Maybe it’s all the yellowed papers I’ve gone through to research some recent history-minded stories here, but my heart this holiday season goes back to Christmas Eve in 1944 in war-torn Europe — on a train full of Allied prisoners of war.
The real meaning of this holiday never seemed more clear to me than it did on Page 243 of historian Stephen Ambrose’s book, “Citizen Soldiers.”
This Christmas story concerns Private Vonnegut.
After his fighting group was forced to surrender, the Germans marched the POWs some 60 miles to Limburg. There, they were marched to railroad yards and loaded on to 40-and-8s, French rail cars from World War I designed to hold 40 men or eight horses.

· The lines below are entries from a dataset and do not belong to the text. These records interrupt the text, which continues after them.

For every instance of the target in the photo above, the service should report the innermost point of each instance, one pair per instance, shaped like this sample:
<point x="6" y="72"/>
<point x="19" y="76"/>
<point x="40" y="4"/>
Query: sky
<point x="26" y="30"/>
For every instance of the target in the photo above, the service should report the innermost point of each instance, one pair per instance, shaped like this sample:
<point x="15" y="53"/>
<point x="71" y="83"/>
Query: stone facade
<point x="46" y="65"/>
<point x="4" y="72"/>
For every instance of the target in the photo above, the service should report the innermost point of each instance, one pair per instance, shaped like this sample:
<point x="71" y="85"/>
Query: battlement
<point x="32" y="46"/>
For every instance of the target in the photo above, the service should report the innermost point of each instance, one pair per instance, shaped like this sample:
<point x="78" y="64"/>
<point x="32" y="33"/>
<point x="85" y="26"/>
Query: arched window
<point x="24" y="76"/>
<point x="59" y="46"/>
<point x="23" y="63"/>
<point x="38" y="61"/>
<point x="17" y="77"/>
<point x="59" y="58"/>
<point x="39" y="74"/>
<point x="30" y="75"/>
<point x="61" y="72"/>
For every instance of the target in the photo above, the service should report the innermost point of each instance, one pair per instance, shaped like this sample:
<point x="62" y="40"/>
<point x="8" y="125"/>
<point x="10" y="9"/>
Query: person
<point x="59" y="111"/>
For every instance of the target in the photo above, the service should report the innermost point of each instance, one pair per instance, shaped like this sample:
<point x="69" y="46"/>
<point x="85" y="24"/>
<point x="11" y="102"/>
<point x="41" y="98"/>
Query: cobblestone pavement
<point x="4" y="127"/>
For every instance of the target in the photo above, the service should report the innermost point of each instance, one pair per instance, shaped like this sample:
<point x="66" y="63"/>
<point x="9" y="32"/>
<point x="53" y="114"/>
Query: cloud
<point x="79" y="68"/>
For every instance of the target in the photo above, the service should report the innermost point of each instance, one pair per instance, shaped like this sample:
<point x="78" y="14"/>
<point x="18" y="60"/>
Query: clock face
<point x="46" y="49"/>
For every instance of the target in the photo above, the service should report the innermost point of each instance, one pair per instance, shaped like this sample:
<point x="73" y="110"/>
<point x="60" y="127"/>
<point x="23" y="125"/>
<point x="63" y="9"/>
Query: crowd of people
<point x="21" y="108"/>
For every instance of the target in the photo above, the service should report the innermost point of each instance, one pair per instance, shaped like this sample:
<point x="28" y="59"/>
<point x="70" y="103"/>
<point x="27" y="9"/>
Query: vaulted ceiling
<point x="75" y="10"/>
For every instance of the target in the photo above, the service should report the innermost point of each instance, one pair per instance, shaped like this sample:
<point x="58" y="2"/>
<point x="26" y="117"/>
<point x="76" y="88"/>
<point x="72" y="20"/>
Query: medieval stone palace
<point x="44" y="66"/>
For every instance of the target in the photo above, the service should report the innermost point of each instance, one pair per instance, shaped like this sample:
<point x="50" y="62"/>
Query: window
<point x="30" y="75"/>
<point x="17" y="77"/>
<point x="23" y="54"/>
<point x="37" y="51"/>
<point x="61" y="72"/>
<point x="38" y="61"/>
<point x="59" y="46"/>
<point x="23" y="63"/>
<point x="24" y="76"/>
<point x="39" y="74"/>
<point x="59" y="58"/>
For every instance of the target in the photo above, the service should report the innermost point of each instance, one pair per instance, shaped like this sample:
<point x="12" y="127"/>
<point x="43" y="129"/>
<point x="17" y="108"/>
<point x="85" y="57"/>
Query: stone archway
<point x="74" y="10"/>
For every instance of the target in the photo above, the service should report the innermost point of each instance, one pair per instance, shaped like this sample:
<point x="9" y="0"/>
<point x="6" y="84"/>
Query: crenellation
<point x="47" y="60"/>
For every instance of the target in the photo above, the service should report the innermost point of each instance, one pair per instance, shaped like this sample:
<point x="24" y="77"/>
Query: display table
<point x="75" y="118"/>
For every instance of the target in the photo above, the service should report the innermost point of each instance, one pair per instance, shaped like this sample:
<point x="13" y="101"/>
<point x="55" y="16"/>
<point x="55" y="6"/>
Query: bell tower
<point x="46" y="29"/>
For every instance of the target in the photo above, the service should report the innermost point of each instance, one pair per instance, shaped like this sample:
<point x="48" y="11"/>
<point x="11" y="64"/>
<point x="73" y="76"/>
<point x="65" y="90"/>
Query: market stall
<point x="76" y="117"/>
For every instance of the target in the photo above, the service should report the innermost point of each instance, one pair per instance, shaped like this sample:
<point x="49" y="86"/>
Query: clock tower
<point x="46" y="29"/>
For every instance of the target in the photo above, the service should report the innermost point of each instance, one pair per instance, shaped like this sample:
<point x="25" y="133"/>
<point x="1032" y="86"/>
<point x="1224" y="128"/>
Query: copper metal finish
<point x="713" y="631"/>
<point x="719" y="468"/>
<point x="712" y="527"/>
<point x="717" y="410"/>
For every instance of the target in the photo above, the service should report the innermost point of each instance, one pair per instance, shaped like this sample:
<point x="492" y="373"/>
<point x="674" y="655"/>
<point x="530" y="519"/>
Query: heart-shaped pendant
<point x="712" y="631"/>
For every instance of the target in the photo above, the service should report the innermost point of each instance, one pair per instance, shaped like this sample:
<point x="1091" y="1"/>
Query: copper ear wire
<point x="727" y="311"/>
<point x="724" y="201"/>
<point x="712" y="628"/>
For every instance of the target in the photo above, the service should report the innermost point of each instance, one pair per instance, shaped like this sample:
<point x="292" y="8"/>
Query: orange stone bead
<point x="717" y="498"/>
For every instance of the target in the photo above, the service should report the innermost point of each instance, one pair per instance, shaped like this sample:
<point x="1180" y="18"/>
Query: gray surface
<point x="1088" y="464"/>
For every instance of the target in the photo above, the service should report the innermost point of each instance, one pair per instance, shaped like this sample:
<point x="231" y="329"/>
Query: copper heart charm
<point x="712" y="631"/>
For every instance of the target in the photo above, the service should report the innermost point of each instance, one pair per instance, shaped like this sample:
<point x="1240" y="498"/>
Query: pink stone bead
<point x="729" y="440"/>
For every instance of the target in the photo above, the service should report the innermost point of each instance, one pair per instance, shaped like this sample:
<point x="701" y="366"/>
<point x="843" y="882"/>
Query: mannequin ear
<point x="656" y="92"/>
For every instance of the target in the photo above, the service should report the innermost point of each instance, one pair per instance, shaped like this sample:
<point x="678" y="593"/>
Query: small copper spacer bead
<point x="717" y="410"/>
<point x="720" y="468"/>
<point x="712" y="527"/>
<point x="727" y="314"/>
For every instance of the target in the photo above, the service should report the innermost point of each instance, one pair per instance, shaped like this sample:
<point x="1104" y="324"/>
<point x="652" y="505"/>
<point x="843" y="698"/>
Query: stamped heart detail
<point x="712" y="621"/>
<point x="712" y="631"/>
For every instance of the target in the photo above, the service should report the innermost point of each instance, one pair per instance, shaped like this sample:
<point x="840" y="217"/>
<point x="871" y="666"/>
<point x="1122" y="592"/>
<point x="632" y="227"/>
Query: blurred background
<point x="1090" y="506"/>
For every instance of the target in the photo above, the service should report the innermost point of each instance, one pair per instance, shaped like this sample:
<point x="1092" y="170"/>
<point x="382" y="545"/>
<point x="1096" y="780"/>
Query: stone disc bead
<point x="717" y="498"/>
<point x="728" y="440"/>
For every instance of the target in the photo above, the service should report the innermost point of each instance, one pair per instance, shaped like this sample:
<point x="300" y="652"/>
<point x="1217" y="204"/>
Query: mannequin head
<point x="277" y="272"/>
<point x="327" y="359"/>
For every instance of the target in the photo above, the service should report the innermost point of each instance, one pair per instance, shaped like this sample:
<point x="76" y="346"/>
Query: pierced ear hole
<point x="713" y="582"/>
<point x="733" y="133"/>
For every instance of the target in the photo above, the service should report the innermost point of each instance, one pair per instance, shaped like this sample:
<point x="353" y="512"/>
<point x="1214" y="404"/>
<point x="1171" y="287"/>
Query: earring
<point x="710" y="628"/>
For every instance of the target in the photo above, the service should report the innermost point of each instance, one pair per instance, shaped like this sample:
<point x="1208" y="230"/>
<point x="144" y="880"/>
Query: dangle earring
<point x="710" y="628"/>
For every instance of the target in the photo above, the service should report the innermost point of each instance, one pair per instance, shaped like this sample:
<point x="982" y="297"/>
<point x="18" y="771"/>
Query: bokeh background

There was no water, food or sleep, Ambrose wrote.
In Vonnegut’s car, half the men had to stand so the other half could sleep.
There they stayed for days, according to Ambrose.
In one of those cars, a man began singing.
“He obviously had a trained voice; he was a superb tenor,” Private George Zak recalled.
He sang “Silent Night.”
Soon, others in the car took up the song.
It spread through the cars.
The German guards even joined in.
But suddenly, in the middle of the song, the air-raid siren went off. The Royal Air Force started bombing the train, not knowing it carried Allied prisoners of war.
Many men died.
Eventually the bombing stopped.
“Hey,” someone called out from one of the railroad cars. “Hey, tenor, give us some more.”
A voice from the other end of the car responded: “He ain’t here. He got killed.”
“So it went on the Western Front during the Christmas season of 1944,” Ambrose wrote.
With brave Americans again giving life and limb, this story is particularly timely, and should give us all pause as we have the free voices to sing “Silent Night.”